Cosí pochi secondi dopo la paziente entrò in camera, con vestiti e capelli puliti. Era accompagnata da Kate, l'addetta alle pulizie, la quale teneva in mano un cesto con lenzuola e coperte nuove, profumate.
Appena vide Silvia la paziente sorrise e sgranò gli occhi, poi si avvicinò velocemente alla dottoressa e le accarezzò il viso come una bambina alla ricerca delle coccole materne.

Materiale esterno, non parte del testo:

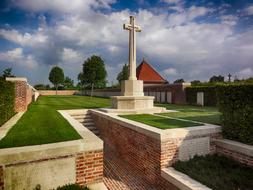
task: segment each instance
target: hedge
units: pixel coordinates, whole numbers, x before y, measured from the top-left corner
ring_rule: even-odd
[[[0,78],[0,127],[14,112],[15,87],[14,83]]]
[[[223,136],[253,145],[253,84],[219,85],[216,91]]]
[[[190,105],[197,104],[197,93],[204,92],[204,105],[216,106],[216,86],[192,86],[185,89],[186,102]]]

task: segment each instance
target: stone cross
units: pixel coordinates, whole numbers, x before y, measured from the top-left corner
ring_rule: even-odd
[[[130,16],[130,23],[124,24],[123,28],[129,30],[129,79],[137,80],[136,78],[136,33],[141,32],[141,28],[135,25],[135,18]]]
[[[228,74],[228,82],[231,82],[231,77],[232,77],[232,75],[229,73]]]

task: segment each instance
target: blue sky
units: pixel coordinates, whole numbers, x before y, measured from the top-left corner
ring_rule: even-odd
[[[142,28],[137,63],[144,57],[170,82],[253,76],[253,0],[2,0],[0,7],[0,72],[11,67],[32,84],[49,83],[55,65],[76,80],[93,54],[115,83],[128,62],[129,15]]]

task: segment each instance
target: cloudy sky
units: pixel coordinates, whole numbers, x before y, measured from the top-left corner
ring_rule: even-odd
[[[0,72],[13,68],[31,84],[49,83],[58,65],[76,80],[92,54],[108,82],[128,62],[136,16],[137,64],[143,57],[170,82],[212,75],[253,76],[253,0],[1,0]]]

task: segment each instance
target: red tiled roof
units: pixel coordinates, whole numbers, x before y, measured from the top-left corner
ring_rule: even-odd
[[[136,69],[136,77],[146,83],[166,83],[167,81],[144,59]]]

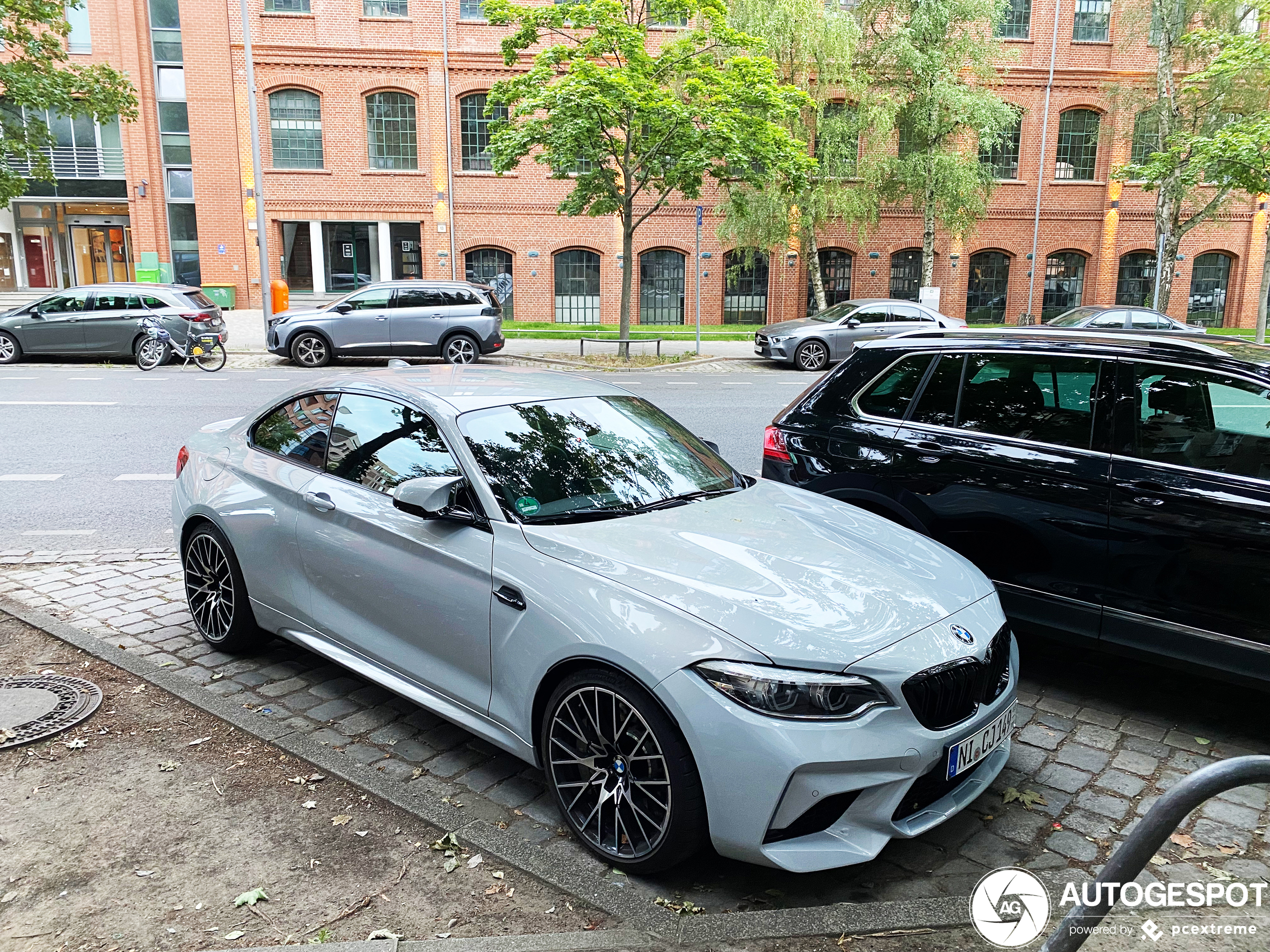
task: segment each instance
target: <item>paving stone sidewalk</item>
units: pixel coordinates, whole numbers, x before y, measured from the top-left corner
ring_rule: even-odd
[[[606,872],[566,835],[540,770],[288,642],[274,640],[255,656],[213,651],[194,631],[171,550],[0,552],[0,597]],[[658,877],[607,875],[649,901],[674,895],[710,913],[964,896],[1001,866],[1081,878],[1096,875],[1156,798],[1191,770],[1270,753],[1264,694],[1105,655],[1045,651],[1053,649],[1026,647],[1020,727],[993,791],[925,836],[824,873],[784,873],[707,852]],[[1041,801],[1030,810],[1006,803],[1011,787]],[[1165,850],[1143,877],[1266,881],[1267,806],[1264,787],[1210,800],[1181,828],[1189,845]]]

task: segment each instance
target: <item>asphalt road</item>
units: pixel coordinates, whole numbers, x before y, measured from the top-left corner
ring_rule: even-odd
[[[0,367],[0,551],[169,545],[170,480],[188,433],[250,414],[298,380],[359,372]],[[758,471],[763,426],[813,380],[796,371],[597,376],[715,440],[747,473]]]

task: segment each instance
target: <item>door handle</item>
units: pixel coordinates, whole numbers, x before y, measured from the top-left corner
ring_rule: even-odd
[[[525,595],[513,589],[511,585],[503,585],[503,588],[495,589],[494,598],[504,605],[511,605],[517,612],[523,612],[528,607],[525,604]]]

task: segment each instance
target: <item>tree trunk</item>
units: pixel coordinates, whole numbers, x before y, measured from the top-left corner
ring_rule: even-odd
[[[1257,343],[1266,343],[1266,296],[1270,296],[1270,217],[1266,218],[1266,254],[1261,265],[1261,291],[1257,293]]]
[[[815,244],[815,232],[806,236],[806,273],[812,275],[812,292],[815,294],[815,310],[820,312],[829,305],[824,298],[824,275],[820,274],[820,248]]]

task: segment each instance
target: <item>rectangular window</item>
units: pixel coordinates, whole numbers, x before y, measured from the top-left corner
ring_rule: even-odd
[[[88,23],[88,0],[66,4],[66,22],[71,24],[71,33],[66,37],[66,52],[91,53],[93,30]]]
[[[1076,0],[1072,39],[1106,43],[1111,38],[1111,0]]]
[[[1031,0],[1010,0],[1006,15],[997,24],[1003,39],[1027,39],[1031,36]]]

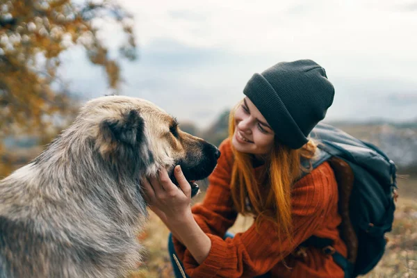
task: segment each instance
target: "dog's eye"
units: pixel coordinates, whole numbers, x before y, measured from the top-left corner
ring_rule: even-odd
[[[178,137],[178,122],[175,121],[171,126],[170,126],[170,131],[176,138]]]

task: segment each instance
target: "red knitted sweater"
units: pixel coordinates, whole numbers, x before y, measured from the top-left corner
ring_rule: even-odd
[[[211,240],[208,256],[199,265],[185,246],[173,240],[186,273],[192,278],[253,277],[267,272],[272,277],[343,277],[332,256],[318,249],[309,247],[304,258],[293,254],[301,243],[314,235],[333,239],[335,249],[346,256],[346,246],[337,229],[341,221],[337,184],[329,163],[322,163],[293,186],[292,241],[284,239],[279,244],[276,230],[268,221],[262,222],[258,229],[254,224],[244,233],[224,240],[237,213],[229,186],[234,159],[229,139],[220,150],[222,155],[208,178],[204,199],[192,208],[195,220]],[[255,168],[256,177],[262,167]]]

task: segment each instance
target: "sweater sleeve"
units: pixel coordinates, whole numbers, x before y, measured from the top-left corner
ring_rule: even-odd
[[[191,211],[194,219],[208,234],[222,238],[226,231],[236,221],[238,213],[234,208],[230,192],[230,180],[233,163],[233,153],[229,140],[224,140],[219,147],[220,157],[218,165],[208,177],[208,187],[202,204],[193,206]],[[179,259],[183,261],[185,247],[172,238]]]
[[[330,202],[329,177],[333,174],[325,163],[295,184],[292,196],[292,238],[279,244],[276,228],[263,221],[259,229],[254,224],[233,238],[207,234],[211,249],[199,265],[185,250],[183,263],[191,277],[240,277],[259,276],[269,271],[313,235],[325,219]]]

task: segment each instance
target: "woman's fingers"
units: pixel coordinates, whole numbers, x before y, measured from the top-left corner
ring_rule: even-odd
[[[180,165],[175,166],[175,168],[174,169],[174,175],[175,176],[175,179],[177,179],[177,181],[178,181],[180,189],[184,193],[186,196],[190,197],[191,196],[191,187],[190,186],[190,183],[187,181],[187,179],[186,179],[186,176],[184,176],[184,174],[181,170]]]
[[[162,194],[164,191],[163,187],[162,186],[162,185],[161,184],[161,183],[159,182],[159,180],[158,179],[157,177],[155,176],[152,176],[149,177],[149,182],[151,183],[151,186],[152,186],[152,188],[154,188],[154,190],[155,191],[155,194],[156,195]]]
[[[146,177],[144,177],[140,180],[140,186],[144,189],[144,198],[145,199],[146,202],[148,204],[152,204],[155,200],[155,191]]]

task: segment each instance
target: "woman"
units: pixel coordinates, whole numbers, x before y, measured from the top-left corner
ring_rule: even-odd
[[[343,277],[331,255],[299,247],[311,236],[327,238],[346,256],[329,163],[299,179],[301,161],[316,149],[309,133],[333,102],[325,70],[310,60],[279,63],[254,74],[243,92],[202,204],[190,208],[179,166],[179,188],[166,171],[144,182],[151,208],[172,232],[172,252],[190,277]],[[238,213],[253,215],[254,224],[225,236]]]

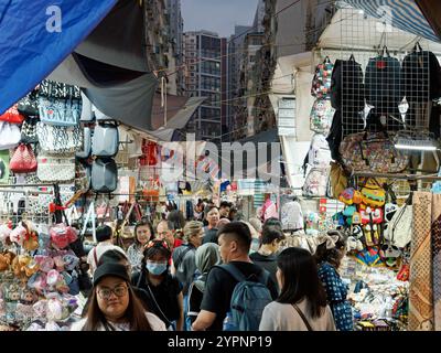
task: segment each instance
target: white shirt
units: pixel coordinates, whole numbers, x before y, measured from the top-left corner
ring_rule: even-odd
[[[320,318],[311,318],[306,310],[306,300],[298,304],[314,331],[336,331],[331,308],[326,306]],[[277,301],[265,307],[259,331],[308,331],[302,318],[291,304]]]
[[[303,229],[303,213],[297,201],[287,202],[281,210],[283,229]]]
[[[94,247],[87,255],[87,264],[89,264],[89,266],[90,266],[92,275],[94,275],[95,269],[98,267],[96,259],[99,261],[99,259],[101,258],[101,255],[104,253],[106,253],[107,250],[118,250],[118,252],[122,253],[123,255],[126,255],[123,249],[121,249],[119,246],[116,246],[109,242],[98,243],[97,246]],[[96,259],[95,259],[94,254],[96,254]]]
[[[152,328],[152,331],[166,331],[165,323],[151,312],[146,312],[147,320]],[[87,318],[84,318],[77,322],[74,322],[71,327],[71,331],[82,331]],[[130,325],[128,323],[112,323],[111,324],[116,331],[130,331]],[[103,324],[98,325],[97,331],[106,331]]]

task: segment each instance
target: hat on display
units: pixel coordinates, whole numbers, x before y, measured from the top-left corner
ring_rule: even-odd
[[[105,278],[105,277],[119,277],[123,279],[127,282],[130,282],[129,275],[127,274],[127,268],[123,265],[120,264],[112,264],[112,263],[106,263],[100,266],[95,270],[94,272],[94,287],[96,287],[99,281]]]

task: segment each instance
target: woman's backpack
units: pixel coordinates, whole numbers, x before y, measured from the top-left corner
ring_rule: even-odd
[[[267,287],[269,272],[262,269],[259,278],[255,281],[246,278],[232,264],[217,267],[237,280],[226,318],[227,324],[224,322],[224,331],[258,331],[263,309],[272,301]]]

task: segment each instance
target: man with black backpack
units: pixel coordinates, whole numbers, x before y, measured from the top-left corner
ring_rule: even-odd
[[[251,263],[251,234],[243,222],[232,222],[218,233],[224,265],[208,274],[194,331],[258,331],[266,304],[278,296],[267,270]]]

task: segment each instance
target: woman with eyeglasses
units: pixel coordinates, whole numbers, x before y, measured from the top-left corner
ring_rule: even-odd
[[[127,249],[127,257],[129,258],[132,271],[141,270],[141,263],[144,246],[154,238],[153,226],[150,222],[143,220],[135,227],[135,243]]]
[[[338,331],[353,331],[354,319],[351,302],[347,300],[348,288],[338,274],[346,254],[346,239],[338,231],[331,231],[327,235],[319,236],[316,242],[314,257],[319,266],[319,278],[326,290],[335,325]]]
[[[87,314],[71,331],[165,331],[165,325],[144,310],[133,292],[127,268],[107,263],[95,270]]]
[[[182,285],[169,272],[171,252],[168,243],[151,240],[147,244],[143,255],[142,270],[132,276],[132,285],[143,290],[148,308],[170,330],[182,331],[184,324]]]

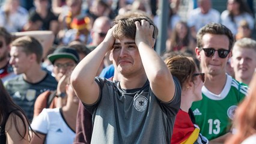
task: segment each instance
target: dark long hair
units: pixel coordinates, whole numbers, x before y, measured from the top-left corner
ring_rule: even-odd
[[[28,124],[28,126],[31,128],[29,122],[26,117],[24,111],[13,102],[9,94],[6,91],[2,80],[0,80],[0,125],[5,125],[8,118],[11,113],[19,116],[22,121],[25,128],[25,133],[23,134],[18,130],[18,124],[16,122],[14,124],[19,135],[20,135],[22,139],[25,139],[25,136],[27,133],[27,130],[28,130],[26,124]],[[16,119],[17,117],[14,116],[14,121],[16,122]],[[28,133],[28,134],[29,136],[29,140],[30,140],[31,136],[29,135],[29,133]]]

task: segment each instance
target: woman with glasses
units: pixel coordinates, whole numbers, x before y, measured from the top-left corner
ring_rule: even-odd
[[[171,143],[207,143],[208,140],[200,134],[200,129],[194,124],[190,110],[194,101],[202,99],[204,73],[199,71],[192,57],[181,54],[171,56],[165,62],[181,86],[180,109],[176,116]]]

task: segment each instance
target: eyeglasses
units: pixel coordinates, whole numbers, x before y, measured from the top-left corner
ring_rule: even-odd
[[[200,79],[202,80],[203,82],[204,82],[204,73],[194,73],[192,75],[193,77],[196,77],[198,76],[200,76]]]
[[[216,50],[213,48],[203,48],[202,49],[204,51],[204,54],[206,56],[210,58],[213,56],[215,53],[215,51],[218,51],[218,54],[219,55],[219,57],[221,58],[225,58],[228,56],[228,53],[230,50],[226,50],[224,49],[220,49],[218,50]]]
[[[75,64],[71,64],[71,63],[66,63],[64,64],[54,64],[54,67],[56,67],[58,68],[70,68],[75,66]]]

«Ciao Laura, ti ricordi di me, vero?» domandò Silvia.
La paziente fece cenno di assenso mentre il suo sorriso trasmetteva ancora piú stupore.
Intanto Kate salutò Silvia con un cenno, poi iniziò a sistemare accuratamente le lenzuola sul letto, dopo aver raggomitolato e buttato in malo modo il cumulo di coperte sporche e ingiallite nel cesto.
Sistemò tutto in un batter d'occhio e prima di uscire dalla stanza chiuse la piccola finestra. Finalmente lasciò Laura e Silvia sole.

Si sedettero dunque sul letto e la dottoressa iniziò a parlarle, tentando di far comunicare Laura il piú possibile.

«Quindi sei andata a fare la doccia?» chiese Silvia.
Laura annuí, ma la dottoressa puntava a un discorso, anche a una sola frase di senso logico.
«Hai conosciuto altre persone...»
«Sí.» Poi si portò un dito alla bocca cercando di ricordare. «Abbie, Diana...»
«Sono simpatiche?» domandò la dottoressa.
Laura assentí entusiasta.
«Diana sí, perché é tutta mora!»
«E Abbie?»
La paziente scosse la testa facendo il broncio.
«Abbie é antipatica, ed é tutta bionda!»

Silvia cosí sorrise e prese la mano di Laura.
«Vedrai che le altre saranno piú simpatiche» la rassicurò.

E cosí, inaspettatamente, la dottoressa notò un particolare in Laura, qualcosa di positivo; la paziente aveva sorriso, ma non come faceva sempre. Si trattava di un sorriso diverso, un sorriso che per la prima volta, anche se solo per un secondo, l'aveva fatta sembrare una persona lucida e sana di mente.

E se questo fosse stato il primo segno di un miglioramento? A Silvia piaceva pensarla cosí, era ottimista.